When people think of America, they may be inclined to picture some of our iconic cities like New York, Chicago, and San Francisco. While these well-established metropolitan areas remain important culturally and economically, demographic trends are shifting, tilting to places like Dallas and Tampa. A brief look at recent statistics demonstrates that the future of America belongs to states like Texas and Florida.
While these increasingly important states are currently the butt of many jokes, they are ground zero for a mass migration of Americans. The jokes can be funny; Texas’ unique culture has led to it being used as a slang word for crazy in the Norwegian language, and every sentence ever written about Florida seems to begin “A Florida man” (that’s because of our open records law, not because of our craziness, but that’s a whole other story).
In the future, you’re going to have a lot more people to make fun of: almost 1,000 people a day move to Texas, and more than 800 people a day move to Florida. Florida recently passed New York to become the third most populous state, while Texas is still the second most populous. Take it from this Florida man, Americans are moving South and West (minus California) in such numbers that it’s changing America’s economy and shifting political power.
People are leaving states in the Northeast and Midwest in droves, for a variety of reasons, but our changing demography is driving much of the migration. Millennials are now the largest age group in the United States, having dethroned Baby Boomers last year. As Baby Boomers age, and they lick their wounds from the recession, they’re headed to traditional retirement destinations like Florida to live out their days in warmer weather. Mommy and Daddy are abandoning Connecticut and Illinois in favor of the Sunshine State because they’re tired of the rough winters.
Beyond lovely year-around weather, a dramatically lower cost of living is compelling many people to take the plunge and move South. Housing has simply become unaffordable in states like New York, Massachusetts, and California, while it remains highly accessible to many ordinary middle class folks in Florida and Texas.
Corporate America seems to be taking note of their employees’ desire to pursue the American dream and own their own home. Word on the street is that when Toyota moved their headquarters from Southern California to Texas, affordable housing was a major part of the decision.
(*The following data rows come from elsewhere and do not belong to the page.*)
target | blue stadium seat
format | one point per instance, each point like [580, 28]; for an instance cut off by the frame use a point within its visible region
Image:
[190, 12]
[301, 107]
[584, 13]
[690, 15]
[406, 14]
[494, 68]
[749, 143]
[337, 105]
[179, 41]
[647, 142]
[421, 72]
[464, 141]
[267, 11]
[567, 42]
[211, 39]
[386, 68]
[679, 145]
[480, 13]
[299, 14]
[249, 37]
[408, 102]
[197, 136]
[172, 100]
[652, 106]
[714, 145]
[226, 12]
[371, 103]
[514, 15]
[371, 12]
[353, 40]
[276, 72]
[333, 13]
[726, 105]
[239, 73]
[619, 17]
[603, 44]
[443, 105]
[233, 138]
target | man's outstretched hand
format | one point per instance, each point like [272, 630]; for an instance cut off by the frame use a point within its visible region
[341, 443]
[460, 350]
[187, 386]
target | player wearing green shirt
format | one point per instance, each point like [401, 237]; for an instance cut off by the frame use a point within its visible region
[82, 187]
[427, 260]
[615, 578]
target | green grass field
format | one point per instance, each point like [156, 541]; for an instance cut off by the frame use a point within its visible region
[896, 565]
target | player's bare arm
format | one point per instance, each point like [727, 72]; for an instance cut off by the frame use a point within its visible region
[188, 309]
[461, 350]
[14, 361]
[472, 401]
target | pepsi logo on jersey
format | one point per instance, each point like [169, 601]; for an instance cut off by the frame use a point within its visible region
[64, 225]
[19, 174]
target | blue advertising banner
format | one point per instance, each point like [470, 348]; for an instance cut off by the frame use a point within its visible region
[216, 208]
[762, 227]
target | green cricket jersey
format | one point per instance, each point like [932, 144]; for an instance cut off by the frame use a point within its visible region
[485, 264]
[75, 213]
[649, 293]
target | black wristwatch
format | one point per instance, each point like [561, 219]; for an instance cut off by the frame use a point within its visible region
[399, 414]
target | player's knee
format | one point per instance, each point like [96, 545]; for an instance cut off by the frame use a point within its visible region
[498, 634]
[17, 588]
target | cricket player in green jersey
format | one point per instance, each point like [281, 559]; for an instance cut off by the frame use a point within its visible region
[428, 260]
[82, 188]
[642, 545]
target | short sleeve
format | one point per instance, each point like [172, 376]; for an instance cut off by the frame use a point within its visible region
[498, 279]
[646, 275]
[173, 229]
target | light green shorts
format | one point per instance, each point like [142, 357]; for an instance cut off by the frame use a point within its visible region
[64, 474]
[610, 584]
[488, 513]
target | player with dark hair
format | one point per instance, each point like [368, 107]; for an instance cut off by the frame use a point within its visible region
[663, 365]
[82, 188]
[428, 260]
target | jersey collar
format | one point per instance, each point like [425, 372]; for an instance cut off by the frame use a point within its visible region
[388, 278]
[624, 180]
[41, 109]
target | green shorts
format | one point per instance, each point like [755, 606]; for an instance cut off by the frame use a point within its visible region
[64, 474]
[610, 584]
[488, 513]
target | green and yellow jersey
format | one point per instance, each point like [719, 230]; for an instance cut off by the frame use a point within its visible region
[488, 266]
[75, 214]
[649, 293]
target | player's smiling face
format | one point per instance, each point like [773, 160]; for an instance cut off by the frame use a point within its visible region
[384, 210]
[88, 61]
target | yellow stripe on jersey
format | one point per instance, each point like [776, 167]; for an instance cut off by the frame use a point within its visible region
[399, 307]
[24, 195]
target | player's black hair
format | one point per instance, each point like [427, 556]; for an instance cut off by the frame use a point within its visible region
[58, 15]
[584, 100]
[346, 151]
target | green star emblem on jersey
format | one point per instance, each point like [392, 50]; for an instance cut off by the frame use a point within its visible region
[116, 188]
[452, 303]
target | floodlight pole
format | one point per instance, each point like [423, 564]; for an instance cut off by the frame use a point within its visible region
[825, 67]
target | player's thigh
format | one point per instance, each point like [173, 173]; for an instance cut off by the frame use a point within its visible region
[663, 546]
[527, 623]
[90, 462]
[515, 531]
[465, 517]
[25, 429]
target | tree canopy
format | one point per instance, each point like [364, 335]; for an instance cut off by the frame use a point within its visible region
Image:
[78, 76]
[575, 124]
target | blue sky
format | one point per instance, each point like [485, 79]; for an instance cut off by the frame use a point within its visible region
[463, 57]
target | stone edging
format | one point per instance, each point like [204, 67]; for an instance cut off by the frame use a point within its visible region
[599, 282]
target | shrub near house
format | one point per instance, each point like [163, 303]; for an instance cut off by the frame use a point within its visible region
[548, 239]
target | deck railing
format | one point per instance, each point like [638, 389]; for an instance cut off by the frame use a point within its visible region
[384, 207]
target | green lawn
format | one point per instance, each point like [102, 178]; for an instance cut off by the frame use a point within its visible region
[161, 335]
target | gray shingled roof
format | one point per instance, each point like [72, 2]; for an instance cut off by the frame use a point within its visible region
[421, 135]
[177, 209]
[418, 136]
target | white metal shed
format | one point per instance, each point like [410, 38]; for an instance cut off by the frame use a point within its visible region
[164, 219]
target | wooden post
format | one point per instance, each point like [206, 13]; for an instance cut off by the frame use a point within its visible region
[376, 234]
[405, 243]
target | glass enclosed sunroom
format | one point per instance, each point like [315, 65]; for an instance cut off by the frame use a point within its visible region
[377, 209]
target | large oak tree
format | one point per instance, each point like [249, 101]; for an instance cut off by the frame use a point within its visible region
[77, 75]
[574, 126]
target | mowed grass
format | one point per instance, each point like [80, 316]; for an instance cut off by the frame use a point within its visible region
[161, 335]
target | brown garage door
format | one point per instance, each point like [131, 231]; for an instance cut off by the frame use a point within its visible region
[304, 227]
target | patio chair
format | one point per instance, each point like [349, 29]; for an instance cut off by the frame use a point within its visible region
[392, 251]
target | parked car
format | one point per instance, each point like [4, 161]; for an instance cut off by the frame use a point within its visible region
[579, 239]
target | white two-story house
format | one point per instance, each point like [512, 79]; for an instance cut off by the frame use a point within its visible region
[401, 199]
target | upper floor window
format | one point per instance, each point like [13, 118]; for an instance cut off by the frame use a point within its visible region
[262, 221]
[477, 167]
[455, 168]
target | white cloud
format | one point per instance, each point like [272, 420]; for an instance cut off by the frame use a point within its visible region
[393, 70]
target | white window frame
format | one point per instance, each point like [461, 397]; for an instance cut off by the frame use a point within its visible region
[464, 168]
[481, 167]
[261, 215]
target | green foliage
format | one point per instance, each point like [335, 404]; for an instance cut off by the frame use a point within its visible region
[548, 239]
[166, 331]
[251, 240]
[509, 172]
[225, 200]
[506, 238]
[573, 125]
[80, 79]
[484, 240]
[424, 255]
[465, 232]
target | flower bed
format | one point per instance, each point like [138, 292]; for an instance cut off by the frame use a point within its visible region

Considering the cost of housing in the Dallas-Fort Worth area is about a third of what it is in Southern California, there’s little doubt that many Toyota employees will be able to become homeowners after they move to Texas.
There’s little that will stop this trend. Business-friendliness runs deep in Southern states, since they’re no stranger to poverty. This means businesses will continue to flee union-friendly, high cost states in favor of places like Texas and Florida. As the masses settle down and major corporations follow, these economies are becoming much more diverse and are moving beyond their traditional stereotypes of a oil and tourism-dominated business landscape.
What this shift in population means economically is much clearer than its political consequences. Some say migration Southward is bringing more diverse and liberal populations to formerly solid Republican states. Alternatively, Republicans may see gains because red states will pick up more congressional seats after the next census in 2020. Either way, these trends are bound to change politics in Washington as congress becomes dominated by Southern legislators. Seven out of the nine that could lose a congressional seat after the next census are Northern States.
These trends and our growing power mean that the media can no longer treat Texas and Florida like outliers. The future of mainstream America is in Texas and Florida, and our national culture must grow to accept that reality. People like me who spent their childhood under palm trees and blue skies understand why people want to head South. As millions of people are discovering, being labeled a “Florida man” or a “Texas crazy” is totally worth it to enjoy a much more affordable, less regulated, and warm Southern lifestyle.